Begin with the arena that feels most depleted. Not the one that feels most urgent, or the one that others tell you to prioritize, the one that you know, in the quietest part of yourself, has been waiting the longest.

From there, a few questions are worth sitting with:

Are my dreams being lived, not someday, but now? Am I caring for my body with the same attention I would give to someone I love? Am I allowing myself to feel what I actually feel, without numbing or judging my own emotional experience? Am I growing intellectually, reading, learning, exposing myself to ideas that challenge and expand how I think?

You deserve more than survival. You deserve a life that is actively, deliberately yours, built around who you actually are, not just around what is expected of you.

“There is enough time for me to be me.” Say it. Mean it. Then begin building the life that proves it.

A Simple Balance Check

Rate yourself honestly from 1 to 10 in each arena, not how you think you should score, but where you genuinely are today:

Soul: Am I doing work that means something to me? Do I have a sense of purpose and passion in my daily life?
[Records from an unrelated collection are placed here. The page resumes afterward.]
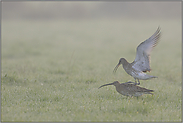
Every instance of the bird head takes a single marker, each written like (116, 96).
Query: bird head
(115, 83)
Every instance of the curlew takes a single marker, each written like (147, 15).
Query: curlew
(138, 68)
(128, 89)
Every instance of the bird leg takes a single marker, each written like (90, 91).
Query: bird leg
(135, 82)
(138, 82)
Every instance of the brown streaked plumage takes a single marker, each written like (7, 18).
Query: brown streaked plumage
(141, 64)
(128, 89)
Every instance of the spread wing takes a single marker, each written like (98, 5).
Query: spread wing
(142, 60)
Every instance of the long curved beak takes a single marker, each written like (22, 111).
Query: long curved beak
(116, 67)
(106, 85)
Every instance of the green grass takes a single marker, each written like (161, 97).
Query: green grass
(51, 70)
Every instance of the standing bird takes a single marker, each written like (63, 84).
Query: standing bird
(141, 64)
(127, 89)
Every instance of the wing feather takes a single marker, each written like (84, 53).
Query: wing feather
(142, 59)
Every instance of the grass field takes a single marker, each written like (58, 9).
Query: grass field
(51, 70)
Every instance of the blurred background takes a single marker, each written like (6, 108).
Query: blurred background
(89, 9)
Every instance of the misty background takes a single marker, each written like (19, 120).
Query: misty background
(90, 9)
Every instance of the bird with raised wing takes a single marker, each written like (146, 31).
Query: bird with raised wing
(138, 68)
(128, 89)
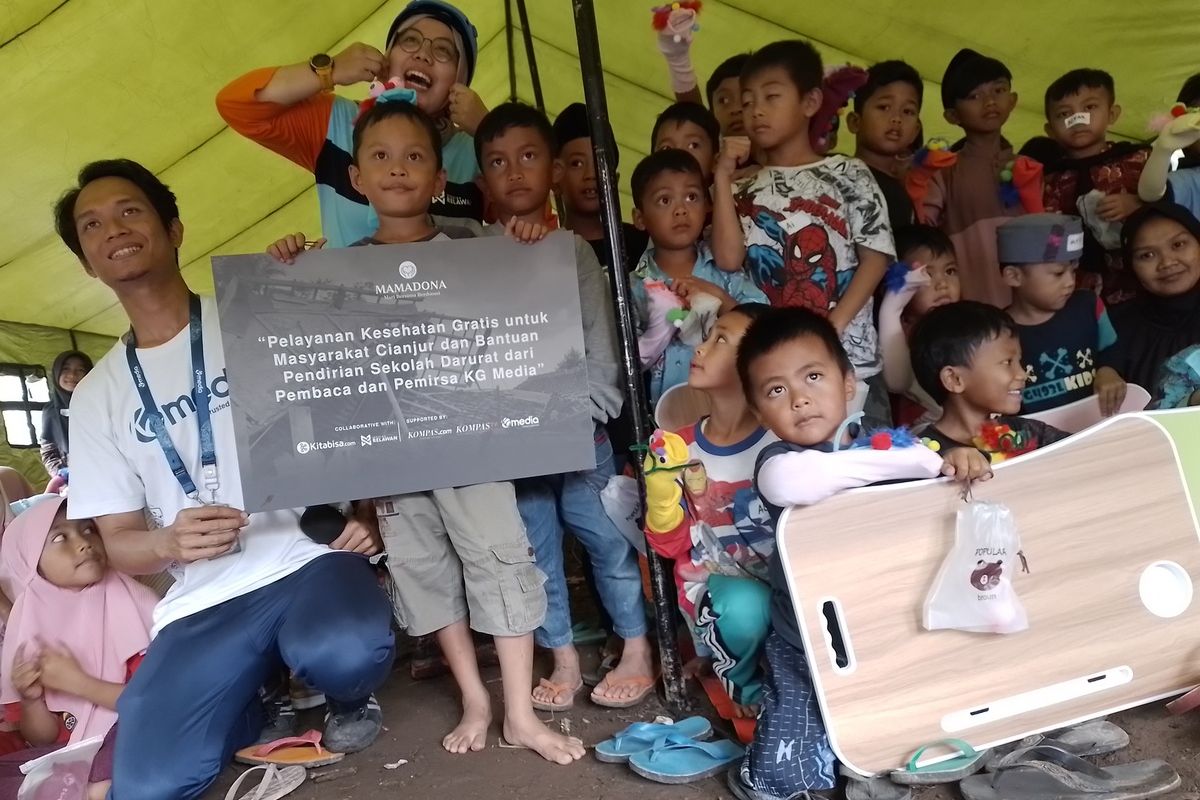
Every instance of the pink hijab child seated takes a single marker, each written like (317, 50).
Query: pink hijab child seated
(67, 597)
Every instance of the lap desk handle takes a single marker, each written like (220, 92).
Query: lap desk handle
(1108, 524)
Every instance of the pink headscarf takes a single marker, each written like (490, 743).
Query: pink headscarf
(103, 625)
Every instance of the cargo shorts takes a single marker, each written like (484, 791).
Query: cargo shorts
(462, 553)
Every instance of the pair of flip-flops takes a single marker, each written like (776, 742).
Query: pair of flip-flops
(670, 753)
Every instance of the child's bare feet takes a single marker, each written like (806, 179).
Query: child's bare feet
(529, 732)
(472, 731)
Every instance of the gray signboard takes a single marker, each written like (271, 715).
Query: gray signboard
(365, 372)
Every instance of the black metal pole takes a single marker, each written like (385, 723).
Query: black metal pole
(508, 43)
(610, 206)
(527, 35)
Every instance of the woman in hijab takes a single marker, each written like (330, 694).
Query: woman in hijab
(1162, 246)
(69, 370)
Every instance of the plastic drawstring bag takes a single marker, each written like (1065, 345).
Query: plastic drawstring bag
(61, 775)
(623, 506)
(973, 590)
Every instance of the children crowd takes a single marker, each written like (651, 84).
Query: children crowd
(946, 288)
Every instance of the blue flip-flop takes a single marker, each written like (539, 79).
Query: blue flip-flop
(641, 737)
(676, 759)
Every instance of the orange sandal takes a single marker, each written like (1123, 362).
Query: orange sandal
(299, 751)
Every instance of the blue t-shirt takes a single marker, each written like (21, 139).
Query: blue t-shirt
(1061, 355)
(347, 217)
(673, 365)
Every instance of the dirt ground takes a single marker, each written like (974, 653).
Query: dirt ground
(418, 714)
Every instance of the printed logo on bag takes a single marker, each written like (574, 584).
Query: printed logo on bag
(987, 575)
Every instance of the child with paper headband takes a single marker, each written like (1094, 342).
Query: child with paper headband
(76, 633)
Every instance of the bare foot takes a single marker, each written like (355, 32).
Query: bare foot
(472, 731)
(630, 675)
(567, 679)
(745, 711)
(529, 732)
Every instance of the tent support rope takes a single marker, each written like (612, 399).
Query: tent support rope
(610, 206)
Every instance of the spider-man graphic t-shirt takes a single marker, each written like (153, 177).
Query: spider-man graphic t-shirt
(802, 227)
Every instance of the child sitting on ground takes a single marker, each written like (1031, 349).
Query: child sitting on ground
(670, 203)
(577, 188)
(811, 229)
(456, 554)
(1080, 108)
(75, 636)
(985, 185)
(799, 382)
(886, 124)
(516, 157)
(1065, 332)
(930, 281)
(690, 127)
(967, 358)
(711, 523)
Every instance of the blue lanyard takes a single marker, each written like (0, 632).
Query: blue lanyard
(199, 397)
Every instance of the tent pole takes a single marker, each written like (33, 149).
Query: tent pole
(527, 35)
(508, 42)
(610, 206)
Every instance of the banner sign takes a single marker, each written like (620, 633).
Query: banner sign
(365, 372)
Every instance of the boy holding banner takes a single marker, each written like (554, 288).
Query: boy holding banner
(460, 557)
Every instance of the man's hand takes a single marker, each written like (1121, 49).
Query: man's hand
(357, 64)
(358, 537)
(1115, 208)
(202, 533)
(1110, 390)
(527, 233)
(27, 677)
(467, 110)
(60, 671)
(735, 152)
(287, 248)
(1181, 132)
(966, 464)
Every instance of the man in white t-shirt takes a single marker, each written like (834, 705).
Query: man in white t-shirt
(251, 590)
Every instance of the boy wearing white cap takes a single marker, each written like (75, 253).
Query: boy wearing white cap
(1065, 332)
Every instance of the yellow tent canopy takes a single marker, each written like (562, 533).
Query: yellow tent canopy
(100, 79)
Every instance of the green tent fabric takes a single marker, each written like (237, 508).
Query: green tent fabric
(105, 78)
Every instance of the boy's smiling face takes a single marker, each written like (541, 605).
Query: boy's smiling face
(517, 172)
(421, 71)
(396, 168)
(985, 109)
(691, 138)
(672, 210)
(993, 382)
(579, 176)
(727, 107)
(1080, 121)
(889, 120)
(799, 391)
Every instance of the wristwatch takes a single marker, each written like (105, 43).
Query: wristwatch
(323, 67)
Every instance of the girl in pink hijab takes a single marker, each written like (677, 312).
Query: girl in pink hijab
(76, 632)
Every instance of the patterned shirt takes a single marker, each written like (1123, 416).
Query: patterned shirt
(803, 227)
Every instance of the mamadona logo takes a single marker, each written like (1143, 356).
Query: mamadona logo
(180, 409)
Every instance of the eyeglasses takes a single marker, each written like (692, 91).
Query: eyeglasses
(443, 49)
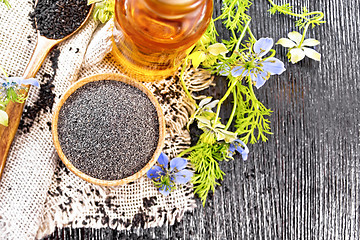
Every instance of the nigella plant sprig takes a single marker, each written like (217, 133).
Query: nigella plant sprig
(245, 63)
(167, 173)
(298, 46)
(12, 89)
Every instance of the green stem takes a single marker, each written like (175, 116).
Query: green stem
(304, 33)
(303, 16)
(222, 100)
(3, 70)
(184, 85)
(251, 89)
(251, 34)
(241, 36)
(189, 150)
(233, 110)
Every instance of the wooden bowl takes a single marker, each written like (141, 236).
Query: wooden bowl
(121, 78)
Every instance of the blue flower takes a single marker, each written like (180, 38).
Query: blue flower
(165, 176)
(257, 68)
(11, 88)
(240, 147)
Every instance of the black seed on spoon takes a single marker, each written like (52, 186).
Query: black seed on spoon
(56, 19)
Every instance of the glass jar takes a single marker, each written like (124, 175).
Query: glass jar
(150, 37)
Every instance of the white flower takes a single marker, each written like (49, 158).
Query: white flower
(298, 49)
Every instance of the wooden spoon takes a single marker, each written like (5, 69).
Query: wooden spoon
(14, 110)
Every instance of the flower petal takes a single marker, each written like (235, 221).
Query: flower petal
(237, 71)
(273, 66)
(311, 53)
(155, 172)
(243, 151)
(295, 36)
(197, 58)
(183, 176)
(178, 163)
(164, 190)
(163, 160)
(217, 48)
(260, 79)
(296, 55)
(205, 101)
(225, 69)
(263, 46)
(285, 42)
(212, 104)
(310, 42)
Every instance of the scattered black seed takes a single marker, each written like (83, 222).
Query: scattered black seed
(149, 202)
(108, 129)
(45, 98)
(56, 19)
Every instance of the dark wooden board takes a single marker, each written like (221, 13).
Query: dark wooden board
(304, 183)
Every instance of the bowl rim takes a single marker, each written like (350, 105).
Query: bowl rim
(120, 78)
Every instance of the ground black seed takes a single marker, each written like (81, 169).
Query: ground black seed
(108, 129)
(55, 19)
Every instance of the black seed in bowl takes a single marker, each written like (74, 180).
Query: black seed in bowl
(55, 19)
(107, 129)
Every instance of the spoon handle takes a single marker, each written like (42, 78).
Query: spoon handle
(14, 110)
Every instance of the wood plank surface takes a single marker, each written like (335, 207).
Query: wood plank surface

Heart: Am I in genuine, nourishing relationships? Do I allow myself to feel, and do I manage my emotions with skill and compassion?

Body: Am I sleeping, moving, and eating in ways that support my energy and long-term health?

Mind: Am I continuing to learn and grow? Am I being challenged intellectually in ways that feel alive rather than merely stressful?

Wherever your lowest score sits, that is your starting point. Not a judgment. An invitation.